Money is tight. But in the course of tilling his bean field and walking around the woods, Thoreau has amassed a formidable collection of Indian arrowheads. He sets up a shop on eBay to sell them. After an initial commercial success, eBay receives a cease-and-desist letter from lawyers representing the Indian nation whose patrimony is allegedly on the auction block. Thoreau's defense, that “it appeared by the arrowheads which I turned up in hoeing, that an extinct nation had anciently dwelt here and planted corn and beans ere white men came to clear the land, and so, to some extent, had exhausted the soil for this very crop,” is considered inadequate if not irrelevant, and eBay shuts down his shop. Thoreau receives angry letters from customers whose orders go unfulfilled.

*

To help him in his quest to simplify his life, his wife buys him a subscription to Real Simple magazine. But her credit card is hacked during the online purchase, and Mrs. Thoreau finds her identity stolen by rugged, independence-minded anarcho-libertarian hackers of indeterminate nationality. To help defray the costs of the charges that the credit card compny refuses to cover, Thoreau takes a job as an adjunct professor of English at the local community college.
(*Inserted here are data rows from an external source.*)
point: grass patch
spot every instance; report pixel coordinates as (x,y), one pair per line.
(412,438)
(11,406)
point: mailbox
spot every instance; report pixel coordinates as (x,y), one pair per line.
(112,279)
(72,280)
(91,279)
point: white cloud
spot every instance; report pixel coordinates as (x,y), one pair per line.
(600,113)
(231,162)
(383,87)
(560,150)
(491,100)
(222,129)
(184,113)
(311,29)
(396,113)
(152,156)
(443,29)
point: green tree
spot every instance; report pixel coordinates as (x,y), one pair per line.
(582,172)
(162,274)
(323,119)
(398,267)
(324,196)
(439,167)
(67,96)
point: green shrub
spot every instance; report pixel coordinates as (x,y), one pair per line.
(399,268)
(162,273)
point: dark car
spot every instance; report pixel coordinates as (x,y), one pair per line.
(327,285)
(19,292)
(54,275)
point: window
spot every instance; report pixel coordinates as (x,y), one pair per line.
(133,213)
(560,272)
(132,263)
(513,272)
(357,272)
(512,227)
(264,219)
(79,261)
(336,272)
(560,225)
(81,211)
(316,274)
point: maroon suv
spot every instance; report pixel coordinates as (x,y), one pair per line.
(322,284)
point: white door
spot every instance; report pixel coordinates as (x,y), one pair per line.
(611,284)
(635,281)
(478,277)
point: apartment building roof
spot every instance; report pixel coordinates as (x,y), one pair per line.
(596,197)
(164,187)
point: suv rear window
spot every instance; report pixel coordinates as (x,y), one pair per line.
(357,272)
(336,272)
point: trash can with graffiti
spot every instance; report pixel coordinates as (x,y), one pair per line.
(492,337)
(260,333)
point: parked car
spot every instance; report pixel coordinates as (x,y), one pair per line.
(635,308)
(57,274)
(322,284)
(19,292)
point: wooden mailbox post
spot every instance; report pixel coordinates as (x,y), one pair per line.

Since he never claimed his Masters at Harvard, he is told that, regretfully, he cannot be considered for a full time position.

*

Despite his successes in improving the quality of both product and process in his father's pencil-making factory, Thoreau goes to work one day only to find that all manufacturing has been offshored to Shenzhen. However, as salary costs continue their inexorable rise there, rumors abound that the pencil factory will soon be “re-shored.”

*

Thoreau's manuscript “Walden” is rejected by all publishers. After deciding to self-publish and spending much of his family's remaining savings on this enterprise, he holds a reading and book signing at the local Barnes & Noble. No one shows up. Dejected, Thoreau calls up Emerson, asking if he would connect him with Emerson's agent. Emerson says he will get back to him, but suggests in the meantime that he take up blogging instead.